Mohammadi, R., Massam, H. and Letac, G. (2021). Accelerating Bayesian Structure Learning in Sparse Gaussian Graphical Models, \emph{Journal of the American Statistical Association}, \doi{10.1080/01621459.2021.1996377} 
}

\author{ Reza Mohammadi \email{a.mohammadi@uva.nl}, Veronica Vinciotti, and Pariya Behrouzi }

\seealso{ \code{\link{bdgraph}}, \link{bdgraph.mpl}, \link{bdw.reg}, \code{\link{bdgraph.sim}}, \code{\link{summary.bdgraph}}, \code{\link{compare}} }

\examples{
\dontrun{
# - - Example 1

# Generating multivariate Discrete Weibull data based on 'random' graph
data.sim <- bdgraph.sim( n = 100, p = 10, type = "dw", vis = TRUE )

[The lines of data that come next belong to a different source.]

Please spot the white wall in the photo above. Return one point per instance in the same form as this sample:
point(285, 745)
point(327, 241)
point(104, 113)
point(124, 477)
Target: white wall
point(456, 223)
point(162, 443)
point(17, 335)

bdgraph.obj <- bdgraph.dw( data = data.sim, iter = 5000 )

summary( bdgraph.obj )

# To compare the result with true graph
compare( bdgraph.obj, data.sim, main = c( "Target", "BDgraph" ), vis = TRUE )

# - - Example 2

# Generating multivariate Discrete Weibull data based on a 'scale-free' graph
data.sim <- bdgraph.sim( n = 100, p = 10, type = "dw", graph = "scale-free", vis = TRUE )

bdgraph.obj <- bdgraph.dw( data = data.sim, iter = 10000 )

summary( bdgraph.obj )

compare( bdgraph.obj, data.sim, main = c( "Target", "BDgraph" ), vis = TRUE )
}	  
}

\keyword{sampling algorithms}
\keyword{structure learning}
\keyword{iteration}
\keyword{Discrete Weibull}